Unfortunately, many contracts lack force majeure clauses and the failure to prepare for force majeure events leaves the impacted party without relief. For example, and with respect to the COVID-19 pandemic, during the negotiation of the lease it is not likely that a business owner and landlord would have anticipated that the government would order the quarantine of citizens and closure of certain businesses.

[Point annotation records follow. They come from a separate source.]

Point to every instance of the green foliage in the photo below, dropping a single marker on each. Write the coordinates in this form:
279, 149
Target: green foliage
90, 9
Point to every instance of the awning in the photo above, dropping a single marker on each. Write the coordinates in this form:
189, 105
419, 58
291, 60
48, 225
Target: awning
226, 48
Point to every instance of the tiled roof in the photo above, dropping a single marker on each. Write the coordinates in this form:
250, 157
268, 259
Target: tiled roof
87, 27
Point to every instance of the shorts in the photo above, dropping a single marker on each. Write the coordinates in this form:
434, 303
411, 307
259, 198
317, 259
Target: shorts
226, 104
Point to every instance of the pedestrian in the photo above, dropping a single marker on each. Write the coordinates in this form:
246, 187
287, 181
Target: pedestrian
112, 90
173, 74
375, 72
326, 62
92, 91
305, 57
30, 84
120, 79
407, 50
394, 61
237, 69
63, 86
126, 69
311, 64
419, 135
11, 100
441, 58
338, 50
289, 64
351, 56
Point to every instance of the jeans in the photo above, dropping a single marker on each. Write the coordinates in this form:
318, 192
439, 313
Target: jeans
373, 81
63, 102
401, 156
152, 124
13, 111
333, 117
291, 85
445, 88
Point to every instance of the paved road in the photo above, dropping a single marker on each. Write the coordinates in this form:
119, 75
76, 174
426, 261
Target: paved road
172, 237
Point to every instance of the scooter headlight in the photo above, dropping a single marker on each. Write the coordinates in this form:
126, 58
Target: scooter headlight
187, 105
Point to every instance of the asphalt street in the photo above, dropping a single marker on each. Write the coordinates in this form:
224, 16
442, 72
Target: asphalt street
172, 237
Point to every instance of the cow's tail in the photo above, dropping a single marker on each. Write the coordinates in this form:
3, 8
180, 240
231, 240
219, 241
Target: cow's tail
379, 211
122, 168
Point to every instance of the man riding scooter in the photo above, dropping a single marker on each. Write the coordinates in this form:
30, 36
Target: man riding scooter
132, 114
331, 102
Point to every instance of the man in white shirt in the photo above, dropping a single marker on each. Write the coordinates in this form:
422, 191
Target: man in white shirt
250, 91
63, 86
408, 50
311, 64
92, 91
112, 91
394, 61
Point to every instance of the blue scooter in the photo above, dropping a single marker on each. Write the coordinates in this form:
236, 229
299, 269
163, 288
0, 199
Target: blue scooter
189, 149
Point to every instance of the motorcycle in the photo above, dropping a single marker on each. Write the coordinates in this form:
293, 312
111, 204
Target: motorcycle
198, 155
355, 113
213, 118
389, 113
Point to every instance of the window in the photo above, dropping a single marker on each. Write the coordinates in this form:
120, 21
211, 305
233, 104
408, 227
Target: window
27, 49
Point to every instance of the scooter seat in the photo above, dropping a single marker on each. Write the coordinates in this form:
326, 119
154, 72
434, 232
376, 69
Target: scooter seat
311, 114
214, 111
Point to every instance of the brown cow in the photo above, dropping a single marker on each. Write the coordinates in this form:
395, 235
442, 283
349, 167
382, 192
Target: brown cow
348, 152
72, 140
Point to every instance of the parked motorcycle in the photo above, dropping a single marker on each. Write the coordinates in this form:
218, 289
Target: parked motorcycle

So, what happens if a contract does not have a force majeure clause? In the absence of such clause (or an improper clause) the courts will look into the foreseeability of the force majeure event to determine enforceability. Courts will also use implied covenants or “gap-fillers” to achieve an equitable result. The most relevant gap fillers to this discussion are impossibility of performance and frustration or purpose. “Impossibility of performance” kicks in when it is impossible for a party to perform. An example of this would be the death of a consultant in an independent contractor agreement. Courts have lightened the burden and instead of possibility now only require that a party show performance is commercial impracticable. In most states, parties are not responsible if events arise which could not have been reasonably foreseeable by the parties.
“Frustration of Purpose” is where performance is possible, but the performance would be worthless. A supplier’s performance would be worthless if a contractor who had ordered supplies is barred by unforeseen circumstances that prevented the contractor from purchasing those supplies (i.e. a government steps in an requires the contractor to not use the supplies in a project after they are ordered).
Another “gap-filler” that is not obvious is the concept of mitigation of damages. The failure to mitigate damages can in some cases afford the breaching party with an affirmative defense. Mitigation of damages requires a wronged party to take reasonable measures to reduce the amount of harm suffered. Where a commercial lease either has a force majeure clause that excuses performance but not payment or where there is no force majeure clause at all, does a landlord have a duty to act in good faith and negotiate a rent abatement if requested by a tenant upon a force majeure event? Does this mitigation of damages imply that a landlord has a duty to work with a tenant if the tenant requests a rent abatement in light of a quarantine of forced closure?
We are advising clients to review their contracts carefully and to consider attempting to negotiate with other parties in good faith in advance of any potential issues to avoid problems in the future with payment or performance. Without a doubt, in a time such as this, it is important that every business owner review contracts and leases in anticipation of a potential prolonged effect on their business.